Test results show that, with the patch, the pages can be migrated from
node 1 to node 3 after killing the memory eater, and the pmbench score
can increase about 17.5%.

Signed-off-by: "Huang, Ying" <ying.huang@intel.com>
Cc: Andrew Morton <akpm@linux-foundation.org>
Cc: Ingo Molnar <mingo@redhat.com>
Cc: Mel Gorman <mgorman@suse.de>
Cc: Rik van Riel <riel@surriel.com>
Cc: Johannes Weiner <hannes@cmpxchg.org>
Cc: "Matthew Wilcox (Oracle)" <willy@infradead.org>
Cc: Dave Hansen <dave.hansen@intel.com>
Cc: Andi Kleen <ak@linux.intel.com>
Cc: Michal Hocko <mhocko@suse.com>
Cc: David Rientjes <rientjes@google.com>
Cc: linux-api@vger.kernel.org
---
 include/uapi/linux/mempolicy.h | 4 +++-
 mm/mempolicy.c                 | 9 +++++++++
 2 files changed, 12 insertions(+), 1 deletion(-)

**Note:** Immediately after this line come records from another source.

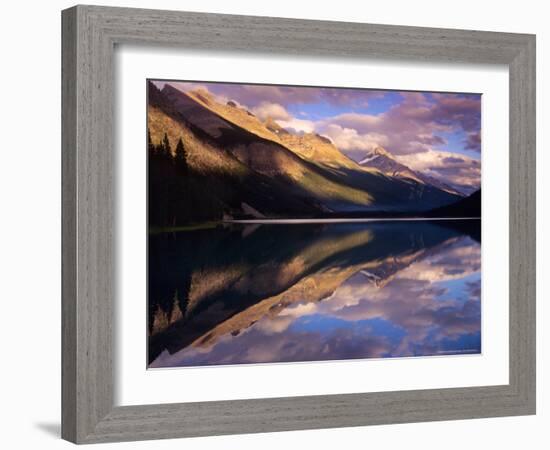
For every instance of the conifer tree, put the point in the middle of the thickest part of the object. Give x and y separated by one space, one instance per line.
166 150
181 155
150 146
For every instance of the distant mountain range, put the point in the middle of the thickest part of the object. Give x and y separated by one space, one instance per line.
465 207
240 166
384 161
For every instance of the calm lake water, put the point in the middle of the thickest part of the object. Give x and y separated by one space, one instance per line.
239 294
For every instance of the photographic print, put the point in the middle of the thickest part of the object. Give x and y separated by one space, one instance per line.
295 223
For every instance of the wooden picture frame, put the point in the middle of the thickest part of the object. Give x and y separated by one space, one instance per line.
89 36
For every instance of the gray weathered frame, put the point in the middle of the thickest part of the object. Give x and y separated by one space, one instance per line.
89 34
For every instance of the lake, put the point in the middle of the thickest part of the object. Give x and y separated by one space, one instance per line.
266 293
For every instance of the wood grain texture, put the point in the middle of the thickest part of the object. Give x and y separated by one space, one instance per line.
89 36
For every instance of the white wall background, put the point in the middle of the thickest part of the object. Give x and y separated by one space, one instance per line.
31 206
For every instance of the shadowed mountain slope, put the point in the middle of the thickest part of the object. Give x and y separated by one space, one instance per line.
249 167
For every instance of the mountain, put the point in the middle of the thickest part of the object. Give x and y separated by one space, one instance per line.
383 160
238 166
466 207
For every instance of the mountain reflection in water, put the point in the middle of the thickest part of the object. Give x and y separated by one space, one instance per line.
284 293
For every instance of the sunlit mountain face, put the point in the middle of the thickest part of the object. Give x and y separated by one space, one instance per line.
293 224
277 293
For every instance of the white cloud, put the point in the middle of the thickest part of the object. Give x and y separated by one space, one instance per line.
274 111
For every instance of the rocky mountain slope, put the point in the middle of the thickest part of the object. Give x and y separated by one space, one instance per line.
237 164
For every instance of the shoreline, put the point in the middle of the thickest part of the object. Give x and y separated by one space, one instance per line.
343 220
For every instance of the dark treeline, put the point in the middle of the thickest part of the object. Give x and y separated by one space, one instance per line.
173 197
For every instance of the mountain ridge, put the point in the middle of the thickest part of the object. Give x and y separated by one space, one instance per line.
307 169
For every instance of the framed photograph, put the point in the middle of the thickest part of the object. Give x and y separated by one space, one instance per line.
335 219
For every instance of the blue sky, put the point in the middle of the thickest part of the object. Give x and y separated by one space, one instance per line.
438 134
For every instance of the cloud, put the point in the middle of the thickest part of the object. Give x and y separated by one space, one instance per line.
298 126
451 168
428 307
348 139
274 111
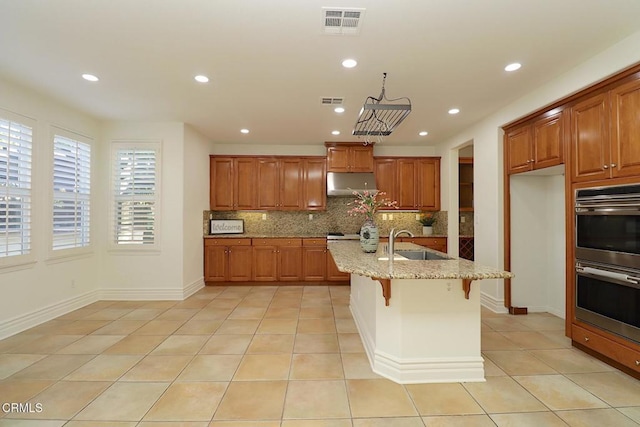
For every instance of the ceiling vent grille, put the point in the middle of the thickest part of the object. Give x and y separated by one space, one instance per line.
328 100
345 21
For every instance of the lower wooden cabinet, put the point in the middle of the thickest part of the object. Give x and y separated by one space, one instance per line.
227 260
314 260
333 274
270 260
277 260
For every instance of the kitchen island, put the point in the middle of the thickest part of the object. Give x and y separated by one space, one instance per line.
419 320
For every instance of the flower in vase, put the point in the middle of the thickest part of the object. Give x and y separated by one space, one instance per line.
427 219
368 202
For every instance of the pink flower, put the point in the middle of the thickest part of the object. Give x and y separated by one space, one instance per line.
368 203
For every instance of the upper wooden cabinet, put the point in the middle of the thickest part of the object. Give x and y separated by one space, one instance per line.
625 130
280 183
414 182
536 145
342 157
232 183
315 184
268 183
590 139
605 130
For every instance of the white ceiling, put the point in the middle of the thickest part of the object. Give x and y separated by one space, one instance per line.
270 63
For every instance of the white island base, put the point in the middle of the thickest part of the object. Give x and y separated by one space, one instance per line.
429 332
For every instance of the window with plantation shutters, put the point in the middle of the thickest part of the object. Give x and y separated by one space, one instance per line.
135 194
71 193
15 188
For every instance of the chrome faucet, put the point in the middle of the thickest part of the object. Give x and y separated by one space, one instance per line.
392 240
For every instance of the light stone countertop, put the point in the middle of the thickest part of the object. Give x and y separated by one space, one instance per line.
350 258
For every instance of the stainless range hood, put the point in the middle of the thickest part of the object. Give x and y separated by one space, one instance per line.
344 184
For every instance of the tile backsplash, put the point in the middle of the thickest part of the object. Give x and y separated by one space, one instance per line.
334 219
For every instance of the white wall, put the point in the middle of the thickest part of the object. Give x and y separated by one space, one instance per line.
151 275
318 149
538 243
43 290
486 136
195 200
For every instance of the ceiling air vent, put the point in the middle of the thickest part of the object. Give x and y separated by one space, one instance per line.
327 100
346 21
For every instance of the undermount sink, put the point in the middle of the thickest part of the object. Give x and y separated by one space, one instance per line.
420 255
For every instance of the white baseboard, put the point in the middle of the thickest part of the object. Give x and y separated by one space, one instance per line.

diff --git a/include/uapi/linux/mempolicy.h b/include/uapi/linux/mempolicy.h
index 3354774af61e..8948467b3992 100644
--- a/include/uapi/linux/mempolicy.h
+++ b/include/uapi/linux/mempolicy.h
@@ -28,12 +28,14 @@ enum {
 /* Flags for set_mempolicy */
 #define MPOL_F_STATIC_NODES	(1 << 15)
 #define MPOL_F_RELATIVE_NODES	(1 << 14)
+#define MPOL_F_NUMA_BALANCING	(1 << 13) /* Optimize with NUMA balancing if possible */
 
 /*
  * MPOL_MODE_FLAGS is the union of all possible optional mode flags passed to
  * either set_mempolicy() or mbind().
  */
-#define MPOL_MODE_FLAGS	(MPOL_F_STATIC_NODES | MPOL_F_RELATIVE_NODES)
+#define MPOL_MODE_FLAGS							\
+	(MPOL_F_STATIC_NODES | MPOL_F_RELATIVE_NODES | MPOL_F_NUMA_BALANCING)
 
 /* Flags for get_mempolicy */
 #define MPOL_F_NODE	(1<<0)	/* return next IL mode instead of node mask */
diff --git a/mm/mempolicy.c b/mm/mempolicy.c
index 3ca4898f3f24..f74d863a9ad3 100644
--- a/mm/mempolicy.c
+++ b/mm/mempolicy.c
@@ -875,6 +875,9 @@ static long do_set_mempolicy(unsigned short mode, unsigned short flags,
 		goto out;
 	}
 
+	if (new && new->mode == MPOL_BIND && (flags & MPOL_F_NUMA_BALANCING))
+		new->flags |= (MPOL_F_MOF | MPOL_F_MORON);
+
 	ret = mpol_set_nodemask(new, nodes, scratch);
 	if (ret) {
 		mpol_put(new);
@@ -2490,6 +2493,12 @@ int mpol_misplaced(struct page *page, struct vm_area_struct *vma, unsigned long
 		break;
 
 	case MPOL_BIND:
+		/* Optimize placement among multiple nodes via NUMA balancing */
+		if (pol->flags & MPOL_F_MORON) {
+			if (node_isset(thisnid, pol->v.nodes))
+				break;
+			goto out;
+		}
 
 		/*
 		 * allows binding to multiple nodes.